FIA WTCC Race of Brazil

Race information
- Number of times held: 7
- First held: 2006
- Last held: 2012
- Most wins (drivers): Yvan Muller (4)
- Most wins (constructors): SEAT (6)

Last race (2012)
- Race 1 Winner: Yvan Muller; (Chevrolet);
- Race 2 Winner: Robert Huff; (Chevrolet);

= FIA WTCC Race of Brazil =

The FIA WTCC Race of Brazil was a round of the World Touring Car Championship, it was held at the Autódromo Internacional de Curitiba near the city of Curitiba in the Brazilian state of Paraná.

The race was run every year between 2006 and 2012. It was the fifth round of the 2006 season, running in July, although it was then run in March as the opening round of the season every year since 2007. The race was sponsored by HSBC from 2006 until 2010. The 2011 Race of Brazil had originally been scheduled to be held at the Autódromo José Carlos Pace in São Paulo but reverted to Curitiba a month before the event owing to renovation works being carried out at the Interlagos circuit. A Brazilian round was published on the schedule for the 2013 season published in December 2012, however in March 2013 a revised calendar was released with the Brazil round replaced by two TBA events.
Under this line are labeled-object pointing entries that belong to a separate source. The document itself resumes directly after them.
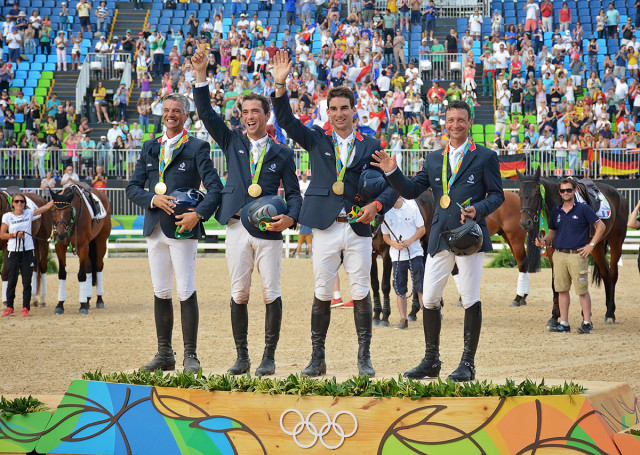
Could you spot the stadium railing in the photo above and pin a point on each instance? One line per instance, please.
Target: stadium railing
(593, 163)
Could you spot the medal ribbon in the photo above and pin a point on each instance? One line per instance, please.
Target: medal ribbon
(164, 163)
(454, 172)
(255, 168)
(340, 169)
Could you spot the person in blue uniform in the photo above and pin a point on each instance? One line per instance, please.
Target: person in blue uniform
(174, 161)
(256, 164)
(338, 156)
(462, 174)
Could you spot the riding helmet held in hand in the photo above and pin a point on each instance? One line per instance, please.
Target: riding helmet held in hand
(464, 240)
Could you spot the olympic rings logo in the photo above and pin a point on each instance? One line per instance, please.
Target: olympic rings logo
(324, 430)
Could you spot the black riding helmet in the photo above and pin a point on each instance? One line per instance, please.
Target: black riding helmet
(464, 240)
(262, 209)
(370, 185)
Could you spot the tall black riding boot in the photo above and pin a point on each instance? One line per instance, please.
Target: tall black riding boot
(320, 320)
(240, 327)
(190, 319)
(430, 365)
(362, 317)
(165, 358)
(272, 323)
(415, 308)
(466, 371)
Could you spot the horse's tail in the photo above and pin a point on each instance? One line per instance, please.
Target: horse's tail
(532, 256)
(596, 275)
(93, 257)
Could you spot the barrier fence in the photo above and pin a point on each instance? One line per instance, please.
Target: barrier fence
(591, 163)
(132, 240)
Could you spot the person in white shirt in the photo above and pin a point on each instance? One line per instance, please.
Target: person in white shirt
(69, 178)
(16, 229)
(475, 23)
(531, 21)
(402, 229)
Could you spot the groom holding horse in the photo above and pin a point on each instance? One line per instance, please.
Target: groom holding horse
(465, 179)
(174, 161)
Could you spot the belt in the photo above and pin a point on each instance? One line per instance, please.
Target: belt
(568, 251)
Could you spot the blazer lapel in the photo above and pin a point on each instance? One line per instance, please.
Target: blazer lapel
(466, 161)
(358, 150)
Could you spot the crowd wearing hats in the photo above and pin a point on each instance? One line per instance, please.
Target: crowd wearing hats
(556, 83)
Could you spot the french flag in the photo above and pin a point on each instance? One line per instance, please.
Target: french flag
(356, 74)
(310, 30)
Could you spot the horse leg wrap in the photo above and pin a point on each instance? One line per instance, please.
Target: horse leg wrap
(523, 284)
(62, 290)
(88, 288)
(456, 280)
(99, 287)
(82, 296)
(43, 286)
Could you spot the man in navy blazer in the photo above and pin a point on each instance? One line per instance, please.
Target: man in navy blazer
(472, 179)
(188, 163)
(256, 164)
(338, 157)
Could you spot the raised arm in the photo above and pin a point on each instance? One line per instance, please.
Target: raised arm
(135, 188)
(215, 125)
(304, 136)
(407, 188)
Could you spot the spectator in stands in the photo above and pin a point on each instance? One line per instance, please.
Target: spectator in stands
(84, 14)
(532, 11)
(475, 24)
(613, 21)
(564, 17)
(546, 11)
(100, 102)
(398, 50)
(61, 51)
(102, 12)
(157, 44)
(46, 35)
(14, 42)
(69, 178)
(120, 101)
(48, 181)
(99, 180)
(102, 151)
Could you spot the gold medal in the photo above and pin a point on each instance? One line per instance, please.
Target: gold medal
(255, 190)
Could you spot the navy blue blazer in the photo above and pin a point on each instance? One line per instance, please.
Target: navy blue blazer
(478, 179)
(190, 164)
(321, 206)
(278, 165)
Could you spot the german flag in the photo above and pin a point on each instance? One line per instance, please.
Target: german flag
(618, 164)
(509, 164)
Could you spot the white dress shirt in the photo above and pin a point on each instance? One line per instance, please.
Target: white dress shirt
(257, 146)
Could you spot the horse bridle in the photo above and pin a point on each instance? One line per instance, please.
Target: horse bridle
(534, 214)
(68, 226)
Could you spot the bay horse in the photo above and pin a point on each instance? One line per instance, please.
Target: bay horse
(41, 230)
(505, 221)
(88, 237)
(615, 233)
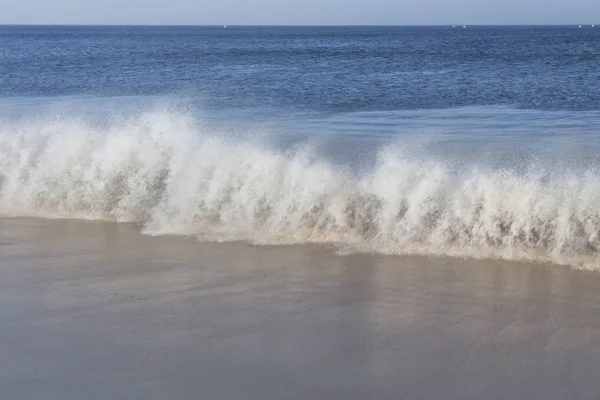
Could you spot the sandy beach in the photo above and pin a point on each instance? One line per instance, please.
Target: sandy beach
(98, 311)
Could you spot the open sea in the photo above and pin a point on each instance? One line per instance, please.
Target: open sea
(336, 212)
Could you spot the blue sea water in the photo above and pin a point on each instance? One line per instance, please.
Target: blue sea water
(477, 141)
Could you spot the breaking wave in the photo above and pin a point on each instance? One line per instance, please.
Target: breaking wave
(165, 171)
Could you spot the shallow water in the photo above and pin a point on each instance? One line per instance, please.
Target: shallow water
(97, 310)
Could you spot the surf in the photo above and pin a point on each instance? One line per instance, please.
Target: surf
(171, 174)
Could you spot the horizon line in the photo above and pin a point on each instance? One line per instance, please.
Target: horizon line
(298, 25)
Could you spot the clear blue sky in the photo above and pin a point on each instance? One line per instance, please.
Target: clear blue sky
(300, 12)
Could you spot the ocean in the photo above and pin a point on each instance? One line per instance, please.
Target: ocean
(477, 141)
(299, 212)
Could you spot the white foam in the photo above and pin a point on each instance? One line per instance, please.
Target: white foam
(163, 169)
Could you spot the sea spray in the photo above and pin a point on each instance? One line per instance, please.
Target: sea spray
(169, 173)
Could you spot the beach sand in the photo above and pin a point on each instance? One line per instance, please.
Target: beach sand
(93, 310)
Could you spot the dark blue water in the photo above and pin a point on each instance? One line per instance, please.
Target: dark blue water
(325, 69)
(482, 141)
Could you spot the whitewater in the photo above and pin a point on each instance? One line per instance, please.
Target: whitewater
(169, 173)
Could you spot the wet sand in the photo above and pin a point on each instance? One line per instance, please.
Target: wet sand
(98, 311)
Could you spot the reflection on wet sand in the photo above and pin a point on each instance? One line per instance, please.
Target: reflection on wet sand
(96, 310)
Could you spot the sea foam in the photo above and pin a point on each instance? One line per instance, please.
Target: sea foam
(169, 173)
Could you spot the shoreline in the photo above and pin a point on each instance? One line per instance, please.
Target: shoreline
(98, 310)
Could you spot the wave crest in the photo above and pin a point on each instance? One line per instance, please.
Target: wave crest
(168, 173)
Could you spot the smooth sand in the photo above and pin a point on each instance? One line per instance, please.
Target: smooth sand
(98, 311)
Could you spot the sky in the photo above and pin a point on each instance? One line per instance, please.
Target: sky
(299, 12)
A slot on the 2013 calendar was kept open for a Brazilian round in the event a round could not be held in Argentina with the hope that both events would be run in 2014. In June 2013 it was confirmed that the Brazilian event would be replaced on the 2013 schedule by the 2013 FIA WTCC Race of Argentina.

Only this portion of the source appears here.